TORONTO, June 1 (Reuters) - Canadian fixed-income fund managers say they favor corporate bonds and other securities that bear credit risk, as June’s traditional heavy bond redemptions swell their war chests, but they warn they have grown more selective after a credit market rally lifted all boats since February.

The June redemptions and interest payments typically trigger a burst of new supply from issuers keen to tap the flood of cash.

Total interest and principal payments for the month are expected to rise to C$56.8 billion ($43.3 billion) this year from C$42.1 billion in June 2015, according to IFR, a Thomson Reuters service.

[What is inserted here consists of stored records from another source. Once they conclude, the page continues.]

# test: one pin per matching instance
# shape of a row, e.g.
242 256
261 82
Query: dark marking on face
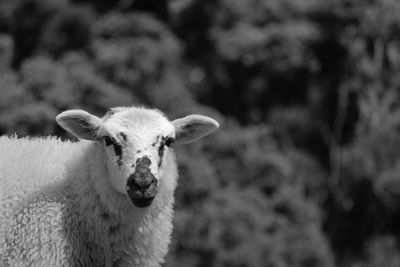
113 229
142 184
117 147
118 152
123 135
157 140
161 150
105 216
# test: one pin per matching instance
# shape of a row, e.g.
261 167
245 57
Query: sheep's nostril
141 184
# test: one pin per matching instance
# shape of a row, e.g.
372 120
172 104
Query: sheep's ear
80 123
193 127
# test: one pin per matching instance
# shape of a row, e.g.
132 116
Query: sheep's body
58 209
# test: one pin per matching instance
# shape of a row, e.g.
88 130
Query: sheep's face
136 142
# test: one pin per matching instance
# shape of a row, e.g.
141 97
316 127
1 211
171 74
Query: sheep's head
136 141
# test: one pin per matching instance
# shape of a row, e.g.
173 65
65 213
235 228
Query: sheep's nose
141 184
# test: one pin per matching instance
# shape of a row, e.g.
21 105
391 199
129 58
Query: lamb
106 200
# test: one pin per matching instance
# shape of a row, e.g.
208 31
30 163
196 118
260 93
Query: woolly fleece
57 208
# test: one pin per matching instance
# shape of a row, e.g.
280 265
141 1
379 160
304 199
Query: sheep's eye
108 140
169 141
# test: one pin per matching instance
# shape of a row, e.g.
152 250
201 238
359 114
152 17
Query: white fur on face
135 133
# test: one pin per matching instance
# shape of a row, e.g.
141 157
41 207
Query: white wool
57 208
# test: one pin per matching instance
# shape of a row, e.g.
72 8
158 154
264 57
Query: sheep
106 200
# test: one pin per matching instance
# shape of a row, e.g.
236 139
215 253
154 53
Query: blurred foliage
305 169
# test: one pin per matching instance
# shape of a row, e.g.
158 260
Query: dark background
304 171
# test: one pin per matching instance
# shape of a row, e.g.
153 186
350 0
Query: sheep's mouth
139 199
142 202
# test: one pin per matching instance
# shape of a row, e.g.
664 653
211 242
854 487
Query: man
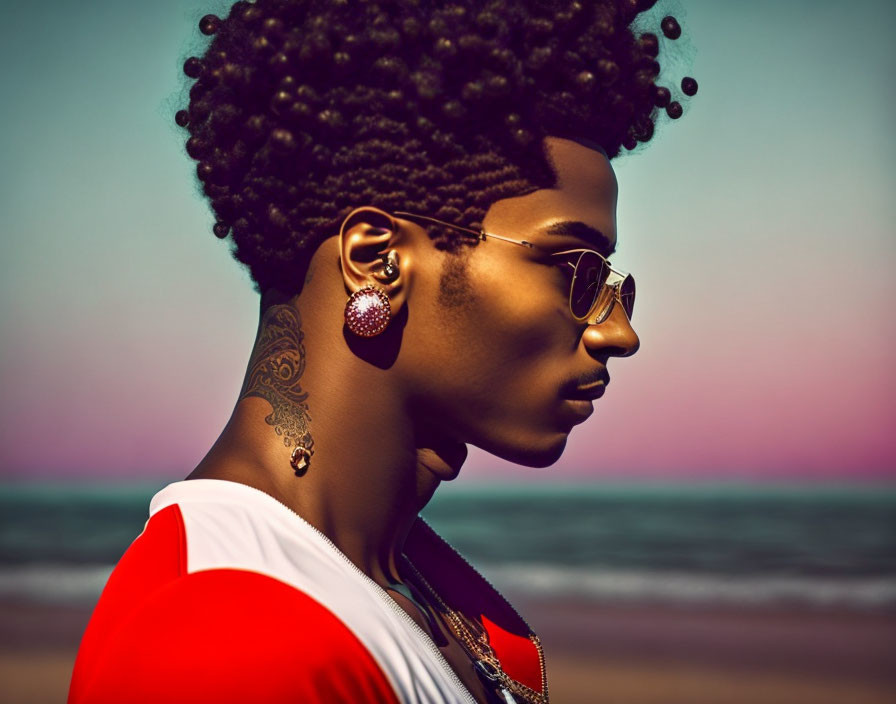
291 564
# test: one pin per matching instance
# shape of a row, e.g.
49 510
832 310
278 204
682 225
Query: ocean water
737 545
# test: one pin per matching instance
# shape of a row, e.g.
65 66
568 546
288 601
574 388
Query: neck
372 469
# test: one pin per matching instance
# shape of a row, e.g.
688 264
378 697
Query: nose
614 337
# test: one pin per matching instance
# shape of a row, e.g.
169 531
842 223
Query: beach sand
632 654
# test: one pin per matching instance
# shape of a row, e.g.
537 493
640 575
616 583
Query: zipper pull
508 697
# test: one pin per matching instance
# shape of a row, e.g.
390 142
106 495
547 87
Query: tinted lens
588 280
627 295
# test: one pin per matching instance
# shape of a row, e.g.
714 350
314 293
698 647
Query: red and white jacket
229 596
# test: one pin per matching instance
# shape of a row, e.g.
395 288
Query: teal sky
760 228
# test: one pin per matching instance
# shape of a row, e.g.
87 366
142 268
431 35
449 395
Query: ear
366 236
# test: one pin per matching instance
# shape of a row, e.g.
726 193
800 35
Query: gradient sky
760 227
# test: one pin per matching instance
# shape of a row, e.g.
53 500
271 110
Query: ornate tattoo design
275 370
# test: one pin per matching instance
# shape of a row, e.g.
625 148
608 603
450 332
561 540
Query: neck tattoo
275 370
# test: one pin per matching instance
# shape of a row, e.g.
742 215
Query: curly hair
302 110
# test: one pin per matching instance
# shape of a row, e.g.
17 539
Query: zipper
390 603
534 638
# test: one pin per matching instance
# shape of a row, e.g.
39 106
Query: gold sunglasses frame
615 288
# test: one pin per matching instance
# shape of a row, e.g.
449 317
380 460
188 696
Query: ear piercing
368 311
390 265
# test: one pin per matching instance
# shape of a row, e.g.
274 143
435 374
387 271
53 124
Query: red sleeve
219 636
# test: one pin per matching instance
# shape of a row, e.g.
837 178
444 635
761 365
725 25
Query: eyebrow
579 230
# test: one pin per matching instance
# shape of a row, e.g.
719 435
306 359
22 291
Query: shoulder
163 633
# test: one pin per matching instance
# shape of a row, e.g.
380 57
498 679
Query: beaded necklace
474 639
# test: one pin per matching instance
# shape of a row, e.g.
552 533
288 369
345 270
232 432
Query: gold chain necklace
474 638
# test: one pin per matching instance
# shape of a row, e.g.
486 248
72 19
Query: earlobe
371 243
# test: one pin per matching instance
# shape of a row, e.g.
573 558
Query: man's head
507 366
303 110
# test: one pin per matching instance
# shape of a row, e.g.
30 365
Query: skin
492 364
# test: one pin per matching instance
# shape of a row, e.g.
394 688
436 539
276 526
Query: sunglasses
595 285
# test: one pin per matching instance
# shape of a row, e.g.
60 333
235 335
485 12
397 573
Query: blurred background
722 530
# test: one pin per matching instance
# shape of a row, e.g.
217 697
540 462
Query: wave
674 587
82 584
79 585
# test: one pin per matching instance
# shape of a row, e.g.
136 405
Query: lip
590 392
580 407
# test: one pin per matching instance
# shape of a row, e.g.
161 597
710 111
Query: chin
542 452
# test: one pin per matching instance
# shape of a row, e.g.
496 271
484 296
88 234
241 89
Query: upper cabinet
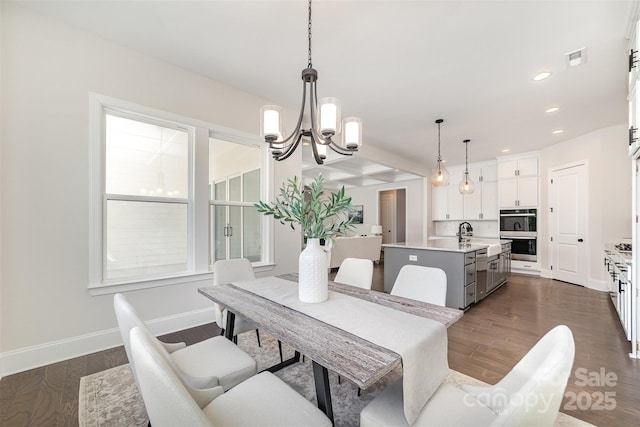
518 182
512 168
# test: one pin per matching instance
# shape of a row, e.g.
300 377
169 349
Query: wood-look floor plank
486 343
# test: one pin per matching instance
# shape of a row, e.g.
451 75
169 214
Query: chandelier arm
296 131
344 151
290 149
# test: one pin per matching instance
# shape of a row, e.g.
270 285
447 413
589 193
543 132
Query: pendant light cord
439 158
309 32
466 157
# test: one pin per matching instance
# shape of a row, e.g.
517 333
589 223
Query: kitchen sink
494 249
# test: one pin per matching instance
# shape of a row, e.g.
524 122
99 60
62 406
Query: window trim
198 207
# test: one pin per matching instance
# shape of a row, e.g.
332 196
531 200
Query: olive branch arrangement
309 207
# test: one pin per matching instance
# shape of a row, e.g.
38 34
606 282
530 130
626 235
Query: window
234 176
146 197
162 214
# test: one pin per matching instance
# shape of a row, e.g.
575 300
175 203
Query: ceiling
399 65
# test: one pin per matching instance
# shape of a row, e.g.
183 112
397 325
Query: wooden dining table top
350 356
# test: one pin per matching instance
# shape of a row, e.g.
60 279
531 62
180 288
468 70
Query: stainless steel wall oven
521 227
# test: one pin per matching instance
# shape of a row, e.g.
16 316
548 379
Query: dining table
359 334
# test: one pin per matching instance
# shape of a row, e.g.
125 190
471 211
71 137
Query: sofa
367 247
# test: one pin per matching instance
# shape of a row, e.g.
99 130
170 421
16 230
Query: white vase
313 275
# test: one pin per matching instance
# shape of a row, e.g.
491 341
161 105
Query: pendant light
466 185
439 176
325 122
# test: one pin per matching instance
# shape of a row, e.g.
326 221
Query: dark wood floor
489 339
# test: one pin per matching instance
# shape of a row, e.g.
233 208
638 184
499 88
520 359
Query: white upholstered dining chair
235 270
426 284
227 271
529 395
355 272
170 401
212 362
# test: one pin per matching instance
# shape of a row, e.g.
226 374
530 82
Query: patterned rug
111 398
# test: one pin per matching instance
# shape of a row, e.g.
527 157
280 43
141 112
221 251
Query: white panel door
388 214
568 199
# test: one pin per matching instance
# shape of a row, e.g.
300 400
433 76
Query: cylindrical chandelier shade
352 133
440 175
466 185
271 121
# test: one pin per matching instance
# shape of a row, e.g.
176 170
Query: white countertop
449 244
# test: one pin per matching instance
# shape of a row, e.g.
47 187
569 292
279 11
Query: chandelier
466 185
325 122
439 176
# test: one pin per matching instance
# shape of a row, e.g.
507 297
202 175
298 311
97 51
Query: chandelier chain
439 158
309 33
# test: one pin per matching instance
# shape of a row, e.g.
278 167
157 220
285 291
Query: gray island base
472 273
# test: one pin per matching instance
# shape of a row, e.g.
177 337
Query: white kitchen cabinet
482 172
490 200
447 203
512 168
482 203
516 193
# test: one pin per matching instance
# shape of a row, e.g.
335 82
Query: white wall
368 197
48 70
609 166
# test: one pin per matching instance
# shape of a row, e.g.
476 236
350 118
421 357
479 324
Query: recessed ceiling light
541 76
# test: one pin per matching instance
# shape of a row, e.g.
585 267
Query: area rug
111 398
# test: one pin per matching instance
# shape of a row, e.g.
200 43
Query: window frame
234 203
199 267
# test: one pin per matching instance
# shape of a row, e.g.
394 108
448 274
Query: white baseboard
23 359
598 285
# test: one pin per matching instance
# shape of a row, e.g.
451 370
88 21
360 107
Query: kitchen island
473 270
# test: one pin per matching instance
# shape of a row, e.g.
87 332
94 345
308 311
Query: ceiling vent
577 57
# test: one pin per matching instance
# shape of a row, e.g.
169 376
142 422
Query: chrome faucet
464 229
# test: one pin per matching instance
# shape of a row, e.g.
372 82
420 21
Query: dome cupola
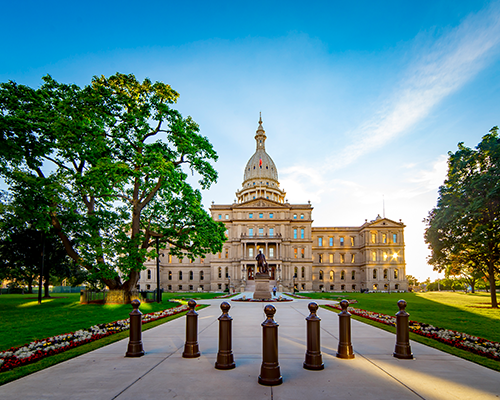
260 178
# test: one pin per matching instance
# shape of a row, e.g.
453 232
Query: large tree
463 230
105 166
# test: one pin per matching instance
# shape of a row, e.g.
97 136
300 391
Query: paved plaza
163 374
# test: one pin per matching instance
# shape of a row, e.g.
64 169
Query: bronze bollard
403 349
345 346
313 354
225 358
270 374
135 342
191 349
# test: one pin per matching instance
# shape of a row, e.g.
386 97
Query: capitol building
309 258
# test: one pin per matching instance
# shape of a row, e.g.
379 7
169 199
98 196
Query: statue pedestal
262 291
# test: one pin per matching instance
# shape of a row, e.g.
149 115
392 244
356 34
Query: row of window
385 238
260 215
321 259
181 260
270 251
341 241
260 231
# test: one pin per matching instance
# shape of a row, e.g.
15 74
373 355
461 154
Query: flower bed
460 340
17 356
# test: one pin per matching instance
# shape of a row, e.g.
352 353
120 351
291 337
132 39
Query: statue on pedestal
262 263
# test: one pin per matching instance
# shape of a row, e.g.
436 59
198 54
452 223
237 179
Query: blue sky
361 101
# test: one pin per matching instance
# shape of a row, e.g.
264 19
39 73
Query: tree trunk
493 289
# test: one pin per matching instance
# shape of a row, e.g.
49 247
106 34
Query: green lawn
469 313
24 321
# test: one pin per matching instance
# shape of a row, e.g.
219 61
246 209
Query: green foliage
463 230
104 166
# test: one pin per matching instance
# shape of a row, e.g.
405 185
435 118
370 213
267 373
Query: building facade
332 259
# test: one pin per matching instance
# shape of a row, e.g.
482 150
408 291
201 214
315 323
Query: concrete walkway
163 374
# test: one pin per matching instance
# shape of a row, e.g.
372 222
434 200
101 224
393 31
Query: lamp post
158 291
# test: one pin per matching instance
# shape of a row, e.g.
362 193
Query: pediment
384 223
260 203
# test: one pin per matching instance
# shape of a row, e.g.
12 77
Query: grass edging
19 372
484 361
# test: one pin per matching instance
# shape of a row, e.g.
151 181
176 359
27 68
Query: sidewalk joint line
154 366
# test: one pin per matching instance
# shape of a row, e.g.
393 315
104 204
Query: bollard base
134 350
403 352
313 362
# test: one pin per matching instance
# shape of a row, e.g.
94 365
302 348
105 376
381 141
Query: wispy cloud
434 73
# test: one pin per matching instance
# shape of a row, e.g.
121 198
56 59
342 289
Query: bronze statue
262 263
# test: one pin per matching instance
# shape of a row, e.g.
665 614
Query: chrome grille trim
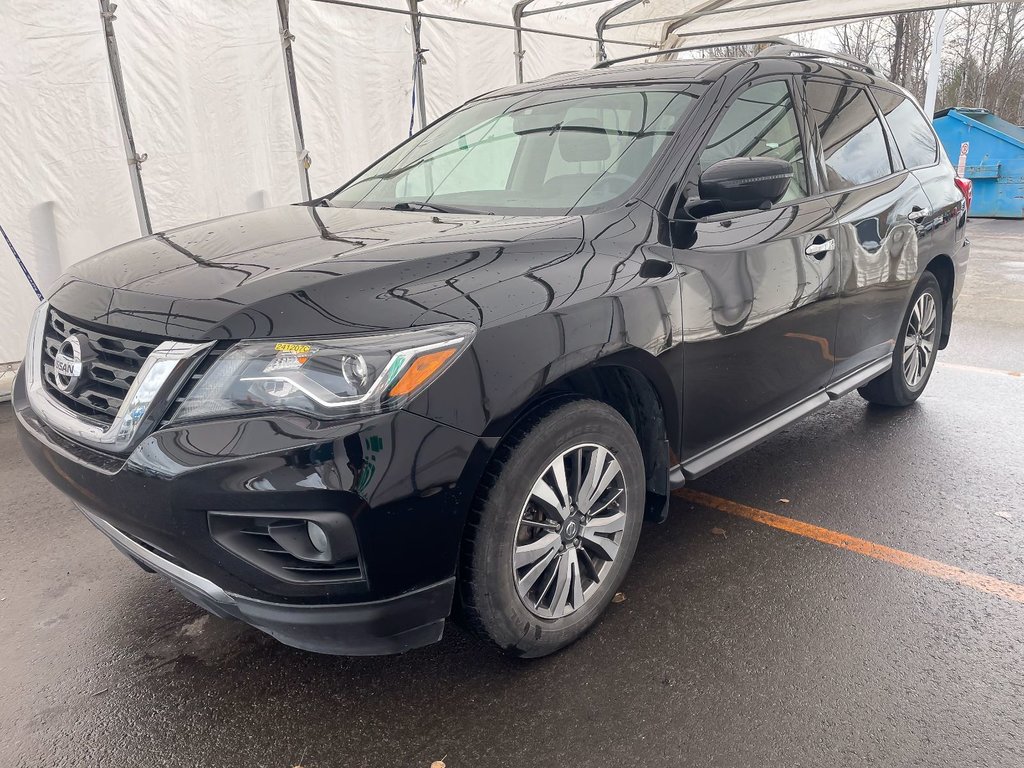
151 391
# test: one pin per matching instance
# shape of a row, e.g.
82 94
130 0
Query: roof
688 70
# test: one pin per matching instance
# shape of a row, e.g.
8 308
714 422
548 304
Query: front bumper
403 481
394 626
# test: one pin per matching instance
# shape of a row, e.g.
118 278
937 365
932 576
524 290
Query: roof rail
787 49
774 42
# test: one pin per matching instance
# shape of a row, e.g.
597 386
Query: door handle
819 248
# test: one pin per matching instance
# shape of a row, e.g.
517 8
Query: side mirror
744 183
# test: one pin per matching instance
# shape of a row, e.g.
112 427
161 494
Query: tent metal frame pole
602 25
821 20
518 11
301 154
709 12
419 59
935 62
481 23
128 138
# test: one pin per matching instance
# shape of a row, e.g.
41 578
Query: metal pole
602 23
517 13
489 25
418 60
135 160
935 64
301 154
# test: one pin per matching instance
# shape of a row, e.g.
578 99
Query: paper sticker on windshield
294 348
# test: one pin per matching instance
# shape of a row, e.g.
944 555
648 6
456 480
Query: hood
301 270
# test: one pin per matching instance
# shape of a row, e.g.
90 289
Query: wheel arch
945 272
637 386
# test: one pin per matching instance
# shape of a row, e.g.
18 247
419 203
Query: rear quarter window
853 140
913 134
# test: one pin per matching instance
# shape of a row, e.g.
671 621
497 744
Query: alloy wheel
919 343
569 530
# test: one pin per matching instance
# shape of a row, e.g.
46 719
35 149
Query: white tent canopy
212 101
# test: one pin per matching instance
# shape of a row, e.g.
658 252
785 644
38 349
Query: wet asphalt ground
737 645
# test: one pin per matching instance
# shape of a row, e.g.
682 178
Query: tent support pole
935 62
302 156
602 25
128 138
519 52
418 61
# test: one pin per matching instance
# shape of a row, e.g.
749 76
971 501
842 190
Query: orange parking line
980 582
978 370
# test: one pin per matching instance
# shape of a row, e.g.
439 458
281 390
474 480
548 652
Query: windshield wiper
415 206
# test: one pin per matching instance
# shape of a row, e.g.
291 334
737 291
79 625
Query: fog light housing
318 539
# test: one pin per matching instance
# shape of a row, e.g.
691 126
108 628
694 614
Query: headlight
327 378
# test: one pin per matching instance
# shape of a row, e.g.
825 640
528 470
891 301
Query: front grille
110 375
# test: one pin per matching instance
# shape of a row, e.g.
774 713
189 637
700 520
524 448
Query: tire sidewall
928 284
506 619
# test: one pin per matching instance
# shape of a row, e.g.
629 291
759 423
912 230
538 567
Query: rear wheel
916 347
553 529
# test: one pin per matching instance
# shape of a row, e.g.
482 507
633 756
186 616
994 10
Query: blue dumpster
988 151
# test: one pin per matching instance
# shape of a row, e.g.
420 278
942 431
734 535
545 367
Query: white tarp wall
207 92
206 86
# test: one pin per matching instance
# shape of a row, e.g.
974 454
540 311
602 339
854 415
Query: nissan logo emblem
68 367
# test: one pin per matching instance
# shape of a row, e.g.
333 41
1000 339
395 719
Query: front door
760 288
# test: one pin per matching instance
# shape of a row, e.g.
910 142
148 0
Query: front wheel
916 348
553 529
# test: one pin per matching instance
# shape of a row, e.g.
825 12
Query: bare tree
983 64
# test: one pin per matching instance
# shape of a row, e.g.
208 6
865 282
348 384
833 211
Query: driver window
761 123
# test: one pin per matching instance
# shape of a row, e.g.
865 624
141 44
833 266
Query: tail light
967 189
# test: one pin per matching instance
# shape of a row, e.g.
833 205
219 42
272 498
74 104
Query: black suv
464 379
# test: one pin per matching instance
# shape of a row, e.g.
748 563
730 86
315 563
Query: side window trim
820 143
895 154
802 127
937 157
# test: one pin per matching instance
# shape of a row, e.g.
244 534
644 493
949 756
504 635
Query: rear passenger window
910 129
852 138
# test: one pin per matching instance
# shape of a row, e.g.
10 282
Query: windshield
549 152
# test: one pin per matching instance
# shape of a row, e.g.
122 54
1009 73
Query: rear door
883 215
760 304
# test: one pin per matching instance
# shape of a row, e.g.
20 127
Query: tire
538 608
913 356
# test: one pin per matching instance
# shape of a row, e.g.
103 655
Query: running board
718 455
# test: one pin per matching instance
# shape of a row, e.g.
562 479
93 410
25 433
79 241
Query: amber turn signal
420 371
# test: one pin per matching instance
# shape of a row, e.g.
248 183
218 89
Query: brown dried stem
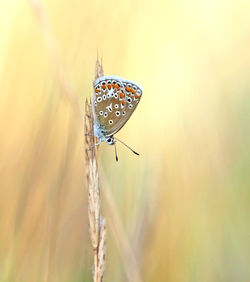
97 225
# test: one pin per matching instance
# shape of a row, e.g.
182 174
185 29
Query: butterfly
115 100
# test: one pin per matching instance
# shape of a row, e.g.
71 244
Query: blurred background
184 203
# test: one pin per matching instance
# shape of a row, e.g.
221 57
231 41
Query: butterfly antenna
116 156
127 146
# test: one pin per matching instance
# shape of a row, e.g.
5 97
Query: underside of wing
115 100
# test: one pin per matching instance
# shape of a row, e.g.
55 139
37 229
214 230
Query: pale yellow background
184 203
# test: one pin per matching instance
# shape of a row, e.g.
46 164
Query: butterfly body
115 100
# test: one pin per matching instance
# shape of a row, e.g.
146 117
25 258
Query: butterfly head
110 140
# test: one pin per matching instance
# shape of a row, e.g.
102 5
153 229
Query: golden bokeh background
184 203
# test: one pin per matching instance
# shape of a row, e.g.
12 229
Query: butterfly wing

Portfolio managers say they favor reinvestment in credit because of concerns low government bonds yields are insufficient to compensate for interest rate risk.

“We tend to lean that way (toward credit) in general, but this market environment really makes us want to lean that way,” said Tom O’Gorman, director of fixed income, Franklin Bissett Investment Management.

At Sprott Asset Management, co-chief investment officer Scott Colbourne likes the incremental yield of both investment grade and high yield corporate bonds and sees new issuance as “a good way to participate.”

Growth is looking better in the United States, while Canada will benefit from a recovery in commodity prices, said Colbourne.

The Federal Reserve Bank of Atlanta’s GDPNow model is forecasting U.S. growth will accelerate to 2.9 percent annualized in the second quarter. And oil has rebounded toward $50 a barrel.

Manulife Asset Management is overweight credit and confident the corporate securities it holds will come out ahead in the long-term given the spread over government yields, said Hosen Marjaee, senior managing director, Canadian fixed income.

“We also like the provinces, the majority of them are in a better shape than they have been,” he added.

To be sure, a potential interest rate hike from the U.S. Federal Reserve and the Brexit vote in the U.K. could trigger risk aversion and widen credit spreads. And the fund managers said they have become more discriminating as debt security prices rallied for much of this year.

At CIBC Capital Markets, head of Canadian government credit strategy Maria Berlettano cautioned that looking for strong, creditworthy names is critical.

“We reach less hard than we were when credit was cheaper,” noted Franklin Bissett’s O’Gorman.